Personal information
- Born: 3 October 1999 (age 26) Amb, Himachal Pradesh, India
- Education: Bachelor of Physical Education Lovely Professional University

Sport
- Sport: Para-athletics
- Disability class: T47
- Event: High jump

Achievements and titles
- Personal best: 2.14 m AR (2025)

Medal record
Men's para-athletics
Representing India
Paralympic Games
| Silver medal – second place | 2020 Tokyo | High jump T47 |
| Silver medal – second place | 2024 Paris | High jump T47 |
World Championships
| Gold medal – first place | 2025 New Delhi | High jump T47 |
| Silver medal – second place | 2023 Paris | High jump T47 |
| Silver medal – second place | 2024 Kobe | High jump T47 |
| Bronze medal – third place | 2019 Dubai | High jump T47 |
Asian Para Games
| Gold medal – first place | 2022 Hangzhou | High jump T47 |

= Nishad Kumar =

Indian Paralympic athlete (born 1999)

Nishad Kumar (born 3 October 1999) is an Indian para high jumper.

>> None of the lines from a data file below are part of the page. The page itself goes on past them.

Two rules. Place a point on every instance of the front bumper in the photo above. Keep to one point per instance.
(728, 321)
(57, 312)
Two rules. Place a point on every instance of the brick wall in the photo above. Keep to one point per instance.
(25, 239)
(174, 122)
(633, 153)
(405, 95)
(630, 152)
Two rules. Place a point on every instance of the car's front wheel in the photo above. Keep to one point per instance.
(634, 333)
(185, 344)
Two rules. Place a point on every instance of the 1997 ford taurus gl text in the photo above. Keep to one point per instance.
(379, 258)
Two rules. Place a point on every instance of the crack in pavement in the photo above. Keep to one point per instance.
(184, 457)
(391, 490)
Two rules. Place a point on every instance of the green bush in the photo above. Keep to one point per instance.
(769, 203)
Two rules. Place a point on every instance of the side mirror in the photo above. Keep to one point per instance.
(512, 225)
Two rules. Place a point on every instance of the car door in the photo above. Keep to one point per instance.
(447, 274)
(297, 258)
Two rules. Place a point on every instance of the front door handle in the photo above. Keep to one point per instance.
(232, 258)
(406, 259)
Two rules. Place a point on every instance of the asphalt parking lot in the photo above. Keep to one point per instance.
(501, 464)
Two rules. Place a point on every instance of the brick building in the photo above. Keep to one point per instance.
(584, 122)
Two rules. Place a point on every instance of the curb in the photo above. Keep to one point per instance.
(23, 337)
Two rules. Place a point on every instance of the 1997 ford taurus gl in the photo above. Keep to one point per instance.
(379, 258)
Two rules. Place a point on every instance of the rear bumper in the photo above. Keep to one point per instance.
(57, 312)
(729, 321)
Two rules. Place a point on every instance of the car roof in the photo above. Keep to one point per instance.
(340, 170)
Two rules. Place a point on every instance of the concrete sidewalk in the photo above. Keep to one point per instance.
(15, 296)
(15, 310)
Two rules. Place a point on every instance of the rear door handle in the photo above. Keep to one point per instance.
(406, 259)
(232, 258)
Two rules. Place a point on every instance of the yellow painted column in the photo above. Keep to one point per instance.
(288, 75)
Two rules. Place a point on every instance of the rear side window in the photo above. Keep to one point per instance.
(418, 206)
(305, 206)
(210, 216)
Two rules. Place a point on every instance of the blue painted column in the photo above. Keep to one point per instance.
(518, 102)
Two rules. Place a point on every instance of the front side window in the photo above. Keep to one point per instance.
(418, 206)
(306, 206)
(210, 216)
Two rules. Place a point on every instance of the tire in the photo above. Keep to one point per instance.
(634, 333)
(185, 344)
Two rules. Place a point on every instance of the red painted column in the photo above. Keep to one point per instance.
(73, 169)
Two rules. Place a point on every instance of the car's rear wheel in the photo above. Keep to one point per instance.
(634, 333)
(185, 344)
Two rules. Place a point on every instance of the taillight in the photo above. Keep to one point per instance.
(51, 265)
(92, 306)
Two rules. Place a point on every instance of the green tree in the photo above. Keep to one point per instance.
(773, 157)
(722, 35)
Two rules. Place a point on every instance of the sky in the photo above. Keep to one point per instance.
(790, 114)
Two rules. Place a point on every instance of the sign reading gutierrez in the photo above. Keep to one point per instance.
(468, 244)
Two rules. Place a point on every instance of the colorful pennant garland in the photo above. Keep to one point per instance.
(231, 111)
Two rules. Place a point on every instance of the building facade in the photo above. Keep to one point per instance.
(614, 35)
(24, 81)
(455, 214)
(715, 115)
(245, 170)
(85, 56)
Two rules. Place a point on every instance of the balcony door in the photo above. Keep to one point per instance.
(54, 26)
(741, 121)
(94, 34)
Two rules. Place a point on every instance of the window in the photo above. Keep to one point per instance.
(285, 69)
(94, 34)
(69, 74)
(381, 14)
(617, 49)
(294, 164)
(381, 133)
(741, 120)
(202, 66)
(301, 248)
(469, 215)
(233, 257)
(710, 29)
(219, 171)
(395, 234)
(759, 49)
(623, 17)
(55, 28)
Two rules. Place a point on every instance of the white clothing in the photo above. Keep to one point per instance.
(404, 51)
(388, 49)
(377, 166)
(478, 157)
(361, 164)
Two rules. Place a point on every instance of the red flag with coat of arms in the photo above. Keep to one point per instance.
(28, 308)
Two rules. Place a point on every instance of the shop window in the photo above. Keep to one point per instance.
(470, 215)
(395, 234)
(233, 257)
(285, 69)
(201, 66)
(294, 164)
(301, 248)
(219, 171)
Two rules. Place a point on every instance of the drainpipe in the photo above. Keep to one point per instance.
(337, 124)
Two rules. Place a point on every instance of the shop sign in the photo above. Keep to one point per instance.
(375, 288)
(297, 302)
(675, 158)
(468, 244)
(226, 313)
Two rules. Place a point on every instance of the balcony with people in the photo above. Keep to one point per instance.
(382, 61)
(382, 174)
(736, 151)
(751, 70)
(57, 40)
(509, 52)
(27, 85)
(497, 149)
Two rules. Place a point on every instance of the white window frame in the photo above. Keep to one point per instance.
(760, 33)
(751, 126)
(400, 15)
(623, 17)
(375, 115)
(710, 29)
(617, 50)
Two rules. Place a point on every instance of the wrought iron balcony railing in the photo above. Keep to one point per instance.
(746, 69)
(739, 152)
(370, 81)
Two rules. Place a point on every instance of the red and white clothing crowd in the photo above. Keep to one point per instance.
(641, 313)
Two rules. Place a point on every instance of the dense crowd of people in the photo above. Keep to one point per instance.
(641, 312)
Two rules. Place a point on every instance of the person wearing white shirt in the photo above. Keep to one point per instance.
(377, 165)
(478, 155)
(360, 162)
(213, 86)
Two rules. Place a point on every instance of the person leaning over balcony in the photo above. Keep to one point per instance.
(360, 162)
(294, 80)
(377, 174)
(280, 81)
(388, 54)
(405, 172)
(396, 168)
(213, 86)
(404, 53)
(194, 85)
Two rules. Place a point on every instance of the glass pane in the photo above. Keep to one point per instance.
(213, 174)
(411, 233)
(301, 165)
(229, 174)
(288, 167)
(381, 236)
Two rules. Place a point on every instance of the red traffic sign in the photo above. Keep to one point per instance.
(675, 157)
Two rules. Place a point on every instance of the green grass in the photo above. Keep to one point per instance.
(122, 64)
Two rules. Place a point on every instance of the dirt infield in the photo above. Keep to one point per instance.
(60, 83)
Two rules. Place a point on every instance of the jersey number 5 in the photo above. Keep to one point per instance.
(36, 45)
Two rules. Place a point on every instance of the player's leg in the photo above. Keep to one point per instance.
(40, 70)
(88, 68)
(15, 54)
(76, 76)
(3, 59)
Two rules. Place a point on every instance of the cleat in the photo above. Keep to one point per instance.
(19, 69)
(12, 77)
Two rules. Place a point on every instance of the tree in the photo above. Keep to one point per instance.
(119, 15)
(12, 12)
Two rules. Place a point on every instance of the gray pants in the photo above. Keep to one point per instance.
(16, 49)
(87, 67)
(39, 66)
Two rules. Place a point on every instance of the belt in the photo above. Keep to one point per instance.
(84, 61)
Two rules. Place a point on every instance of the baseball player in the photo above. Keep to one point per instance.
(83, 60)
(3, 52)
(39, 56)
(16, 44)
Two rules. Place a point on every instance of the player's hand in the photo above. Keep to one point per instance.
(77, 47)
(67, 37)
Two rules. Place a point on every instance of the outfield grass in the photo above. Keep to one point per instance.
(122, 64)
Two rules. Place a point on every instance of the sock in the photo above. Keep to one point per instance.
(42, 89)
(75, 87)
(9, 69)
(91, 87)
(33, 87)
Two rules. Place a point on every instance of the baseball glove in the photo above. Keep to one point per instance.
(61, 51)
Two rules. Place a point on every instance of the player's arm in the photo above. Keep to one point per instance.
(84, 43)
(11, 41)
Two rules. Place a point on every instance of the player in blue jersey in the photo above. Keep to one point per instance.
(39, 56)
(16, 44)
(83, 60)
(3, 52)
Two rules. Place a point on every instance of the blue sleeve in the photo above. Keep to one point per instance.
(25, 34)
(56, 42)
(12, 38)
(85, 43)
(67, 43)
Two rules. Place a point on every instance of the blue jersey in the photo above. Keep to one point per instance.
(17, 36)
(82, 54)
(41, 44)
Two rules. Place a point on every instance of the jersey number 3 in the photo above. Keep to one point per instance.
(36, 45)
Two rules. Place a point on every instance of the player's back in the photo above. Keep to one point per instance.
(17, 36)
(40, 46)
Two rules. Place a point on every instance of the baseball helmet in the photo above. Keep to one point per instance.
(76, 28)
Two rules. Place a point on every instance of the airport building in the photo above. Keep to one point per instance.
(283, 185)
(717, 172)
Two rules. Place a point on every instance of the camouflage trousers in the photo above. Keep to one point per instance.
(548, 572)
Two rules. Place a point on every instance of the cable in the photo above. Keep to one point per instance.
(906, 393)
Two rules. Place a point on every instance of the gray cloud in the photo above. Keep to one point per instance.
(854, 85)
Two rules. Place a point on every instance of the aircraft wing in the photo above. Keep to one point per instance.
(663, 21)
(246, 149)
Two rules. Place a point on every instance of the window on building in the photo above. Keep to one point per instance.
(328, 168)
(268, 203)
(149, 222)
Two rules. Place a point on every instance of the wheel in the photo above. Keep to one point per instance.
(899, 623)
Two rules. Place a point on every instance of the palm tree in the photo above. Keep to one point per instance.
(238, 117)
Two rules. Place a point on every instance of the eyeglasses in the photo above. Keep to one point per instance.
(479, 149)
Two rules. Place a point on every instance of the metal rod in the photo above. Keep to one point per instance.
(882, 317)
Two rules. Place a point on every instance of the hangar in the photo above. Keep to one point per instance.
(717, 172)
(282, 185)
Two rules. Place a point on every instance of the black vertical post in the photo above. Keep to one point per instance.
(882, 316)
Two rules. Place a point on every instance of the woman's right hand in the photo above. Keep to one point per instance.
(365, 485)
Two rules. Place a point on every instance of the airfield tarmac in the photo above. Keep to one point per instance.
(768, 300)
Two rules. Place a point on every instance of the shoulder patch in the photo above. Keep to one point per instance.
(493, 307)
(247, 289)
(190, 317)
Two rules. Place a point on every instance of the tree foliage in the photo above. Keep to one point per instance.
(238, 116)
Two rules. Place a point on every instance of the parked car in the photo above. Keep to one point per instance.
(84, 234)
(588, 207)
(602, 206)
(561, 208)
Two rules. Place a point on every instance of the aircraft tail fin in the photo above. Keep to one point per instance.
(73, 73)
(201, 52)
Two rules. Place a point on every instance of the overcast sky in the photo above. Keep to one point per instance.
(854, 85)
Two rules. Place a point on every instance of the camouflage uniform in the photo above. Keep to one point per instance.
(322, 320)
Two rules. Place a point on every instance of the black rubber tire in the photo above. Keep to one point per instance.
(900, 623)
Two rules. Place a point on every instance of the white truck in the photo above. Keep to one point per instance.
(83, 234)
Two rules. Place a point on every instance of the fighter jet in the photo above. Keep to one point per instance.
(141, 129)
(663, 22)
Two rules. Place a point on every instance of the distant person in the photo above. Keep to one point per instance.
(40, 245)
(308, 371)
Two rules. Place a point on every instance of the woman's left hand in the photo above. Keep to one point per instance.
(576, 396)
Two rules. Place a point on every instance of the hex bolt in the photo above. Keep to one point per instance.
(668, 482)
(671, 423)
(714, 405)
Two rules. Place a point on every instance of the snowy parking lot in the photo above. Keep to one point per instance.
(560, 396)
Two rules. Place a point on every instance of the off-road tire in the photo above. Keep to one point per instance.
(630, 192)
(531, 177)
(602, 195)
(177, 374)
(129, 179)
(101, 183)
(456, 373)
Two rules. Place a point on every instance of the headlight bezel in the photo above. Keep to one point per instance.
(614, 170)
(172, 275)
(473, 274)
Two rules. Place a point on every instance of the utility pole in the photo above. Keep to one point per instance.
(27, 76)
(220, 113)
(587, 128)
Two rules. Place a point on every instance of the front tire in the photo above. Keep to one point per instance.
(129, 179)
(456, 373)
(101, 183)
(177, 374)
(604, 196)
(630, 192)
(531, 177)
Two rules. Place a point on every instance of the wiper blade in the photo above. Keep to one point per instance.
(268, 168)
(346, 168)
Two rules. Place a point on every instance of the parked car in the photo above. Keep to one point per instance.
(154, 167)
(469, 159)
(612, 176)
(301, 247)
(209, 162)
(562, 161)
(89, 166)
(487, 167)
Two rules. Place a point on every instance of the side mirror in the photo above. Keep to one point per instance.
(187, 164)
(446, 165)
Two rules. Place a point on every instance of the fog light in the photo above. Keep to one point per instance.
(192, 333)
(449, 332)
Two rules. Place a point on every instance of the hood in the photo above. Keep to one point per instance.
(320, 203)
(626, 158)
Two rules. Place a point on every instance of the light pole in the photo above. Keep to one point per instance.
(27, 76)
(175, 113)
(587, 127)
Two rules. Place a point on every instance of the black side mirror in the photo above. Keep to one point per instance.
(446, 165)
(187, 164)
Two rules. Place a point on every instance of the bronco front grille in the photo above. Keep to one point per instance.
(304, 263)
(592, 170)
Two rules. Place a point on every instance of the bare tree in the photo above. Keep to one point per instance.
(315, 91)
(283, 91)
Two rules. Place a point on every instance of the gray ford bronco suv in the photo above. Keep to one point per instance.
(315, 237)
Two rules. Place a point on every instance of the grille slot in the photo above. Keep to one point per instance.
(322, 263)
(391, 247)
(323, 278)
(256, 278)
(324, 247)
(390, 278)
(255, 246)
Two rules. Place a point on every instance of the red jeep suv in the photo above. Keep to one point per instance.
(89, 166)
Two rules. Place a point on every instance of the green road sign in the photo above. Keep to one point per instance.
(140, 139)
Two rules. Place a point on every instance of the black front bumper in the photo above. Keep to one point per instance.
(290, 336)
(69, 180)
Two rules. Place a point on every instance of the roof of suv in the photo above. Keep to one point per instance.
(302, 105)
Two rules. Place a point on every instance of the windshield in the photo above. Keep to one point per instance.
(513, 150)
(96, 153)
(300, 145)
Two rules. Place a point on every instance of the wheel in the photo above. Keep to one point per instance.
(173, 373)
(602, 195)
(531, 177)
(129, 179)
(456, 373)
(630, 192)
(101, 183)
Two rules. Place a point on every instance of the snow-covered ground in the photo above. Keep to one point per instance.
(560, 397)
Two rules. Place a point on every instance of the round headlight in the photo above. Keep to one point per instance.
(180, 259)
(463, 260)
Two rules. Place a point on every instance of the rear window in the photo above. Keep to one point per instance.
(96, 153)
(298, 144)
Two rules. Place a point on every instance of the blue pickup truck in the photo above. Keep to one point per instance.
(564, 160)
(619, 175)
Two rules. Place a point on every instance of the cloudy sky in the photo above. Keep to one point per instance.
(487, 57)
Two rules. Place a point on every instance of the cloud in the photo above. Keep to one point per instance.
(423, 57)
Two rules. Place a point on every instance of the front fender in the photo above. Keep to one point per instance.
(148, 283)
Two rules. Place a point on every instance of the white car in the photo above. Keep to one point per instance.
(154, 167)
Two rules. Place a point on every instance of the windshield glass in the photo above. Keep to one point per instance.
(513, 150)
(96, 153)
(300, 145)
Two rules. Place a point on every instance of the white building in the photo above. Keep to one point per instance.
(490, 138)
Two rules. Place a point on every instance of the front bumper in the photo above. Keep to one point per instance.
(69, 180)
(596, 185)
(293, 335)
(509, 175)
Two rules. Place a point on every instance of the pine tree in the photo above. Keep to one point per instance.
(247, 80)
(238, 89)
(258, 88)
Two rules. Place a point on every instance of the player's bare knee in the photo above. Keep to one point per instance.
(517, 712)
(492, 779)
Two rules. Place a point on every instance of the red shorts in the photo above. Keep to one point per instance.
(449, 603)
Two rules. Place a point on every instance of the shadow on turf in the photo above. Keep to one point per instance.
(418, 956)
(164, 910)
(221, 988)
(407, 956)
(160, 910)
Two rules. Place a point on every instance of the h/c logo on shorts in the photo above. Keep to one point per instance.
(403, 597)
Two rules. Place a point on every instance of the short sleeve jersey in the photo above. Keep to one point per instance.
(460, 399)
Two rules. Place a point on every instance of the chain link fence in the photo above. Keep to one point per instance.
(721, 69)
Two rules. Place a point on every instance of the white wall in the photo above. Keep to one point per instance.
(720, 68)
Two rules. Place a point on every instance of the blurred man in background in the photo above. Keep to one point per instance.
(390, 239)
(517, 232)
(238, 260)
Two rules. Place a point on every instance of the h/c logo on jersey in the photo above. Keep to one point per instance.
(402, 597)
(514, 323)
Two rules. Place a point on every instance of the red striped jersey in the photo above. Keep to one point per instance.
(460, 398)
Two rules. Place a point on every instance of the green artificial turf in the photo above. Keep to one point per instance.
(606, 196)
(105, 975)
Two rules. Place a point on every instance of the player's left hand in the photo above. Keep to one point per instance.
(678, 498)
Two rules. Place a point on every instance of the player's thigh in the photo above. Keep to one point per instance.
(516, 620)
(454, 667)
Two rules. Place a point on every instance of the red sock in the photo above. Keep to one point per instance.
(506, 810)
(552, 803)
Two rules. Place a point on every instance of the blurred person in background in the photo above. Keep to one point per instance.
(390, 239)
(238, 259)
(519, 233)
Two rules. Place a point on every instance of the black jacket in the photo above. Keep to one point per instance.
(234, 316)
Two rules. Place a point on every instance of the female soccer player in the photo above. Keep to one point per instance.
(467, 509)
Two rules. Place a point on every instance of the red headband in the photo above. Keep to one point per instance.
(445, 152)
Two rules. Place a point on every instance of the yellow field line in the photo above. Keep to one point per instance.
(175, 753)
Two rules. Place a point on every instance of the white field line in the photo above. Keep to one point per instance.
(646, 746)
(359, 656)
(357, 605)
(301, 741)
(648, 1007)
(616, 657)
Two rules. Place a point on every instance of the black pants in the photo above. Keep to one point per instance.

He won the silver medal at the 2020 Tokyo Paralympics and retained his silver at the 2024 Paris Paralympics.

== Early life and education ==
Nishad is from Baduan village of Amb sub-division in Una District, Himachal Pradesh. His father was a farmer. His mother, a state-level volleyball player and a discus thrower, was his inspiration. At the age of six, his right hand was severed accidentally by a grass-cutting machine in his family farm. He did his college in DAV College, Sector 10 in Chandigarh. He later pursued his higher education at the Himachal Pradesh University. He is studying for a PE at Lovely Professional University. In early 2021, he tested positive for COVID-19. He is supported by Olympic Gold Quest, a sports NGO.

== Career ==
He took up the sport of para-athletics in 2009. In November 2019, he won the bronze medal in the men's T47 category at the 2019 World Para Athletics Championships and, as a result, he qualified to compete at the 2020 Summer Paralympics. He won the gold medal in T46 category at the 2021 World Para Athletics Grand Prix which was held in Dubai.

He also became the second Indian to win a medal at the 2020 Summer Paralympics after Bhavina Patel when he clinched a silver in the men's high jump T47 category along with an Asian Record. He shared the silver medal with Dallas Wise of USA who also cleared the same distance of 2.06m.

In the 2022 Asian Para Games, he won a gold medal in the men's high jump T47 at Hangzhou, China.

Coach Mr Satyanarayana is coaching on the medal Tokyo Paralympic Games 2020 and the Paris Paralympic Games 2024.